Nach Nennings Rezept auf den Deckel bekommen inzwischen unsere westdeutschen Genossen, die von unzähligen „Hausdurchsuchungen“ und anderen „Maßnahmen“, die im Schutz der Nachrichtensperre verbrochen worden sind, ein trauriges und zorniges Lied singen können. Und auch in Österreich beginnt bereits die Hatz (siehe den Hubschrauber-Gendarmerie-Überfall auf der Westautobahn am 2. November, bei dem zwei unschuldigen Ausländern „nicht gerade sanft“, wie die Zeitungen schrieben, „auf den Zahn gefühlt“ wurde).

Ulrike Meinhof hat, neben vielen Irrtümern, in die sie sich stürzte, doch eines erkannt (vgl. „Letzte Texte“ im NF Juli/ August 1976): daß die deutsche Sozialdemokratie im Laufe von drei historischen Phasen (Erster Weltkrieg, die Zwischenkriegszeit und nach 1945) mit Erfolg bemüht war, ja keine sozialistische Alternative (das Fichtesche Erbe bei Marx!) in Westeuropa zuzulassen, sondern sich im kapitalistischen System und im Vertrauen auf dessen „objektive“ Weiterentwicklung zum Sozialismus (der Anteil Hegels an Marx!) möglichst häuslich einzurichten.

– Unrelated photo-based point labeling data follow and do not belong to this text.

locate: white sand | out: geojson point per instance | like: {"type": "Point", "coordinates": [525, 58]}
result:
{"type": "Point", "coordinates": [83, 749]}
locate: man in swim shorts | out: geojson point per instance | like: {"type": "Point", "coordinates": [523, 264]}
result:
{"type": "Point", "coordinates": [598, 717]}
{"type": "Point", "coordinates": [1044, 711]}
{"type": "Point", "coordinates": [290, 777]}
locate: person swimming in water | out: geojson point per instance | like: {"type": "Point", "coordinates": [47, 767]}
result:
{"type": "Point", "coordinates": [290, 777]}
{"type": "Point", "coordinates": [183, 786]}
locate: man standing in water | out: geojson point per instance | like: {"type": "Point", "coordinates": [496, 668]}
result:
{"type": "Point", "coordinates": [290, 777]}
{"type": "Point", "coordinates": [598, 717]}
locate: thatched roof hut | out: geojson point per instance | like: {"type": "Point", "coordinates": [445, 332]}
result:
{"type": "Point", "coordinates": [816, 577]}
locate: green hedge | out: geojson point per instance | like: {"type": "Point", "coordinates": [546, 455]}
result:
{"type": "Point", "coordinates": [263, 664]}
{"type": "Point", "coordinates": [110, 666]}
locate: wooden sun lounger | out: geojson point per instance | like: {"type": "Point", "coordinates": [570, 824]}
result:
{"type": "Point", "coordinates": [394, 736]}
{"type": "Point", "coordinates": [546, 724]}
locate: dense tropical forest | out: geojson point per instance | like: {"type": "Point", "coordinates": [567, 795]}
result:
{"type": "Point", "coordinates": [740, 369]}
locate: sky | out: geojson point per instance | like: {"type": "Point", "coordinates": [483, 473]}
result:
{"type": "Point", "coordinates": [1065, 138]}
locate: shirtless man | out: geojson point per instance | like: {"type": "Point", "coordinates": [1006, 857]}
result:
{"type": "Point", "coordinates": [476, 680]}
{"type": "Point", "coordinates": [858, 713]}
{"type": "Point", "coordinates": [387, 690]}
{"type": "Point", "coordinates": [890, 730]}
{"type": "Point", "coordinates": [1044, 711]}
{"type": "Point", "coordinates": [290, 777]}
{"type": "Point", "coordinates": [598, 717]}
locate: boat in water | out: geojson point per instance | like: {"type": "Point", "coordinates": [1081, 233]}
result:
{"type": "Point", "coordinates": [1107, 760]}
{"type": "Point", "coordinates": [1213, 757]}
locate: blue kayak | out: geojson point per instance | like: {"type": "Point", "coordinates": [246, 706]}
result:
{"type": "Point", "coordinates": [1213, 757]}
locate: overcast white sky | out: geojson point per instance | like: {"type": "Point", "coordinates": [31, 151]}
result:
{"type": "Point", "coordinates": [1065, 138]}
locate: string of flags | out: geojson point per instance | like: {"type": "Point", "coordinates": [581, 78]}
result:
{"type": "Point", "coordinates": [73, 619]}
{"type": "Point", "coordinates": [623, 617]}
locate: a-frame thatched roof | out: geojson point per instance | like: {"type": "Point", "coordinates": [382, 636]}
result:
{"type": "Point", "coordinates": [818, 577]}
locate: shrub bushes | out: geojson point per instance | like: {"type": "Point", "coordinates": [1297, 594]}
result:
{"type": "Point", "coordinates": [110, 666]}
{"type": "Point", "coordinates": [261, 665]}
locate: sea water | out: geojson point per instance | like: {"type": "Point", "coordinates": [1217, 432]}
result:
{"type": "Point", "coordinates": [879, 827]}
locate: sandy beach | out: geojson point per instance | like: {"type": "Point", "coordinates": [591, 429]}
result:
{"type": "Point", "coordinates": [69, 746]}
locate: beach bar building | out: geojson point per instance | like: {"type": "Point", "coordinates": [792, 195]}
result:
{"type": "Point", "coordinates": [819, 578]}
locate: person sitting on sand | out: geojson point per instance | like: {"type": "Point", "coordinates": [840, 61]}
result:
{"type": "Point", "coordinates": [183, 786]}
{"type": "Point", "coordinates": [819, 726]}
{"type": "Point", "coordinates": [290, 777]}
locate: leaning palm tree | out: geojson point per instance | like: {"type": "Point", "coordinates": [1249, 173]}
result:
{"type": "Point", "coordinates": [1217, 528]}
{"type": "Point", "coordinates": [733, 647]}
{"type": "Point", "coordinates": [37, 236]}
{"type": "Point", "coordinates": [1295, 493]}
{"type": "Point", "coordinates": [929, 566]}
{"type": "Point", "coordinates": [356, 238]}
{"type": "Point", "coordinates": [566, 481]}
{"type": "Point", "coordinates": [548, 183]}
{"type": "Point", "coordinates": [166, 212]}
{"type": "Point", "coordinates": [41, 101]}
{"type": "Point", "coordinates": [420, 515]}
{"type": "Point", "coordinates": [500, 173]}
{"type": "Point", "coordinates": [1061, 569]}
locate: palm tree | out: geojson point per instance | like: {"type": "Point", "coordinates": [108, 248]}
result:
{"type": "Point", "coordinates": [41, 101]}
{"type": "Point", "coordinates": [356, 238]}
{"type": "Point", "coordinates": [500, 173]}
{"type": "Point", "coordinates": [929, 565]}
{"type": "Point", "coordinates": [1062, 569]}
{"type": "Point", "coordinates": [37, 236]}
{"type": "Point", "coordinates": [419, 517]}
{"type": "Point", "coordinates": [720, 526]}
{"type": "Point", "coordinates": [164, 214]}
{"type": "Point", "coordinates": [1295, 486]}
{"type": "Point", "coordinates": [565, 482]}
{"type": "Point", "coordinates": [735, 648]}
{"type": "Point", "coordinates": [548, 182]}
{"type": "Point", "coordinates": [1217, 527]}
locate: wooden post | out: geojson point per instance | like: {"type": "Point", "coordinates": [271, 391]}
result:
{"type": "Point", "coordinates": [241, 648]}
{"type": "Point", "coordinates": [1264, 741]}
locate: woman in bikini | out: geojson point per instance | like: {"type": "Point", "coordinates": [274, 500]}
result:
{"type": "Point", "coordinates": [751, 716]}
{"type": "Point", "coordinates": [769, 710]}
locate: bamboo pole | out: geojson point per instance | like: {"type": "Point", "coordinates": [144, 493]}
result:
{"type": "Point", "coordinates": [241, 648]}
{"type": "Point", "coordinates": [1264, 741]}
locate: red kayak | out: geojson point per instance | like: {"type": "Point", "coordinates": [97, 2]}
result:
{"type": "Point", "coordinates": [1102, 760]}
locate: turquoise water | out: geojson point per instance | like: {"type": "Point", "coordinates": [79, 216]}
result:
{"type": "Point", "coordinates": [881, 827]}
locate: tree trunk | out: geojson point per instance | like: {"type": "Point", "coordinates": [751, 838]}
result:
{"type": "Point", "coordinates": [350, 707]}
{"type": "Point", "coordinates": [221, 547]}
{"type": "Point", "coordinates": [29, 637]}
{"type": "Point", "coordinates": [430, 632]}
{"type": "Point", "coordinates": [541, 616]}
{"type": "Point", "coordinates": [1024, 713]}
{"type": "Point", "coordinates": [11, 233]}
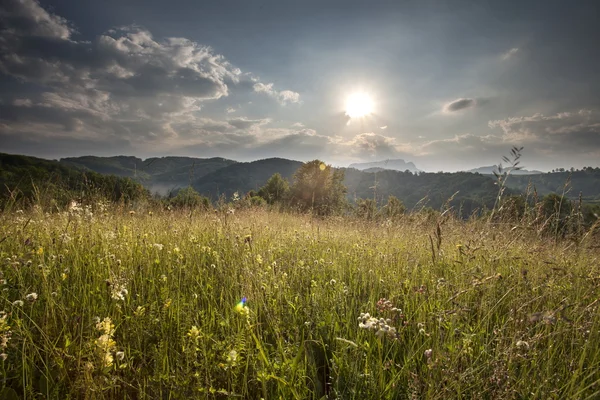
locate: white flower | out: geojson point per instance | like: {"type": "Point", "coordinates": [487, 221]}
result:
{"type": "Point", "coordinates": [31, 297]}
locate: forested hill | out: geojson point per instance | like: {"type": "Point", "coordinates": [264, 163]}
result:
{"type": "Point", "coordinates": [468, 191]}
{"type": "Point", "coordinates": [30, 180]}
{"type": "Point", "coordinates": [243, 177]}
{"type": "Point", "coordinates": [158, 173]}
{"type": "Point", "coordinates": [585, 181]}
{"type": "Point", "coordinates": [214, 177]}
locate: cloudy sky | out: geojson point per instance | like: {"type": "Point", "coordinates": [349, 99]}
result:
{"type": "Point", "coordinates": [453, 84]}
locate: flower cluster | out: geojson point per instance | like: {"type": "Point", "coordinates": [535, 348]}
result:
{"type": "Point", "coordinates": [384, 305]}
{"type": "Point", "coordinates": [380, 326]}
{"type": "Point", "coordinates": [5, 334]}
{"type": "Point", "coordinates": [105, 344]}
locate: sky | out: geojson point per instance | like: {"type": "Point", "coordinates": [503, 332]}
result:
{"type": "Point", "coordinates": [454, 85]}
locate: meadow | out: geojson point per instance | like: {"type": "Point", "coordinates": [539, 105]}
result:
{"type": "Point", "coordinates": [101, 302]}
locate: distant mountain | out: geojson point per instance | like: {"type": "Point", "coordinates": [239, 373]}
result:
{"type": "Point", "coordinates": [215, 177]}
{"type": "Point", "coordinates": [31, 180]}
{"type": "Point", "coordinates": [586, 182]}
{"type": "Point", "coordinates": [469, 192]}
{"type": "Point", "coordinates": [393, 164]}
{"type": "Point", "coordinates": [158, 173]}
{"type": "Point", "coordinates": [243, 177]}
{"type": "Point", "coordinates": [490, 171]}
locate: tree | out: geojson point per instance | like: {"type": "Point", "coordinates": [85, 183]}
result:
{"type": "Point", "coordinates": [319, 188]}
{"type": "Point", "coordinates": [275, 190]}
{"type": "Point", "coordinates": [394, 208]}
{"type": "Point", "coordinates": [366, 208]}
{"type": "Point", "coordinates": [189, 198]}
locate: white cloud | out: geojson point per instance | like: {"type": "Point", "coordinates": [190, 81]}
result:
{"type": "Point", "coordinates": [459, 104]}
{"type": "Point", "coordinates": [510, 53]}
{"type": "Point", "coordinates": [124, 84]}
{"type": "Point", "coordinates": [283, 97]}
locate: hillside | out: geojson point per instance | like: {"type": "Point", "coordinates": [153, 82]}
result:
{"type": "Point", "coordinates": [159, 174]}
{"type": "Point", "coordinates": [586, 182]}
{"type": "Point", "coordinates": [435, 189]}
{"type": "Point", "coordinates": [392, 164]}
{"type": "Point", "coordinates": [30, 180]}
{"type": "Point", "coordinates": [489, 170]}
{"type": "Point", "coordinates": [243, 177]}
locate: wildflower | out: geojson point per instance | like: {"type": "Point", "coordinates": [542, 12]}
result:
{"type": "Point", "coordinates": [106, 326]}
{"type": "Point", "coordinates": [428, 353]}
{"type": "Point", "coordinates": [522, 344]}
{"type": "Point", "coordinates": [167, 303]}
{"type": "Point", "coordinates": [119, 291]}
{"type": "Point", "coordinates": [31, 297]}
{"type": "Point", "coordinates": [241, 306]}
{"type": "Point", "coordinates": [194, 333]}
{"type": "Point", "coordinates": [232, 357]}
{"type": "Point", "coordinates": [380, 326]}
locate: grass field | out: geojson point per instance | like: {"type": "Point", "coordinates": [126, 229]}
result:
{"type": "Point", "coordinates": [118, 305]}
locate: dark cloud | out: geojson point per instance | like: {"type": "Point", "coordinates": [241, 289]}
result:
{"type": "Point", "coordinates": [123, 83]}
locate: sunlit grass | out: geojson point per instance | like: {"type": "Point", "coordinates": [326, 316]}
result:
{"type": "Point", "coordinates": [112, 304]}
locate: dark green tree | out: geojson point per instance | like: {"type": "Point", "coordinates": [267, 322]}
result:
{"type": "Point", "coordinates": [275, 190]}
{"type": "Point", "coordinates": [394, 208]}
{"type": "Point", "coordinates": [318, 188]}
{"type": "Point", "coordinates": [189, 198]}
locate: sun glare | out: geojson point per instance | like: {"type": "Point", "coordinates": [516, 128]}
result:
{"type": "Point", "coordinates": [359, 105]}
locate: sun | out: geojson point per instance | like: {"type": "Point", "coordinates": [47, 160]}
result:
{"type": "Point", "coordinates": [359, 105]}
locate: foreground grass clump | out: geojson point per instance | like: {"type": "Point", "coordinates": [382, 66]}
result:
{"type": "Point", "coordinates": [124, 305]}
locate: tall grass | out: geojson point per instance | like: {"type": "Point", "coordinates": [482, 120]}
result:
{"type": "Point", "coordinates": [104, 303]}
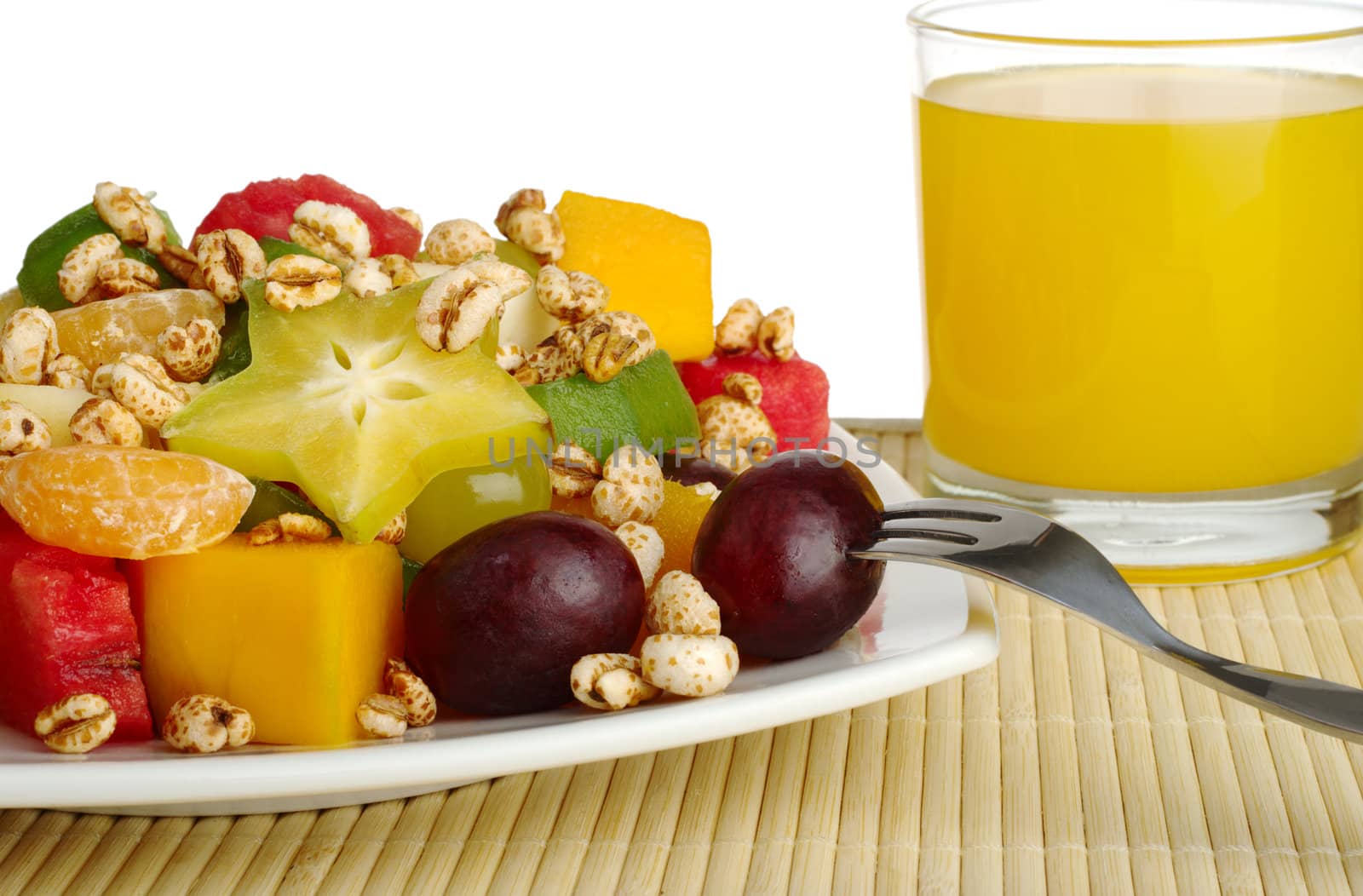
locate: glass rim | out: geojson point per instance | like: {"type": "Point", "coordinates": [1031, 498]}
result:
{"type": "Point", "coordinates": [920, 18]}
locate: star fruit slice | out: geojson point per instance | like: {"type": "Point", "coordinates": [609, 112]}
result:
{"type": "Point", "coordinates": [347, 402]}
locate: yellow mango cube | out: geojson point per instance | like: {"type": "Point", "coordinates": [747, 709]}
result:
{"type": "Point", "coordinates": [658, 266]}
{"type": "Point", "coordinates": [296, 634]}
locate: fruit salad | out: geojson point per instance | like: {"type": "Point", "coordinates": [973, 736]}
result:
{"type": "Point", "coordinates": [322, 473]}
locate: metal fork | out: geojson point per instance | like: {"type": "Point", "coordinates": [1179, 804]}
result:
{"type": "Point", "coordinates": [1026, 550]}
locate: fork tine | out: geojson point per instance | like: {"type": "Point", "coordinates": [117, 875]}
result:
{"type": "Point", "coordinates": [931, 534]}
{"type": "Point", "coordinates": [940, 511]}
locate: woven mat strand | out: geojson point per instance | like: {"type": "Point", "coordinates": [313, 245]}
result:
{"type": "Point", "coordinates": [1072, 766]}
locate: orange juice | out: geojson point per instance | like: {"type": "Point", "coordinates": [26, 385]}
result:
{"type": "Point", "coordinates": [1144, 278]}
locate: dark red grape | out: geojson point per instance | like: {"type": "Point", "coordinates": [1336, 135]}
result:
{"type": "Point", "coordinates": [693, 470]}
{"type": "Point", "coordinates": [497, 620]}
{"type": "Point", "coordinates": [772, 552]}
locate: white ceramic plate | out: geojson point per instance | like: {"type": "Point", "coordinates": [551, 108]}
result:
{"type": "Point", "coordinates": [926, 625]}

Niemand anderer als der Kapitalismus selbst „ist die Weltrevolution“, wie Reinhold Oberlercher, ein Marxist Nenningschen Formats, es ausdrückt.

Die Ereignisse rund um das Jahr 1969 haben dieses Programm gestört. Aber nun sollen diese Erfahrungen rückgängig gemacht werden. Schmidt und Strauß träumen von einer neuen Großen Koalition. Die linke Szene muß verschwinden. Deutschland gelingt der Durchbruch zur imperialistischen Großmacht. Mogadischu war ein Signal. Was fürderhin radikal ist, wird in faschistisches Fahrwasser umgelenkt. Wer ist schuld daran? Die „Terroristenszene“? Sie ist, wie bisher in der Geschichte, nur die Leinwand, auf die sich die Schatten der eigentlichen Protagonisten projizieren. Sie ist das Alibi für die Fehler und Versäumnisse der (nicht-voluntaristischen) „authentischen“ Arbeiterbewegung. Terroristen sind jene, die kapitalistische „Entfremdung“ in einem sehr fortgeschrittenen, beinahe ausweglos erscheinenden Endstadium dieser Gesellschaftsordnung darstellen.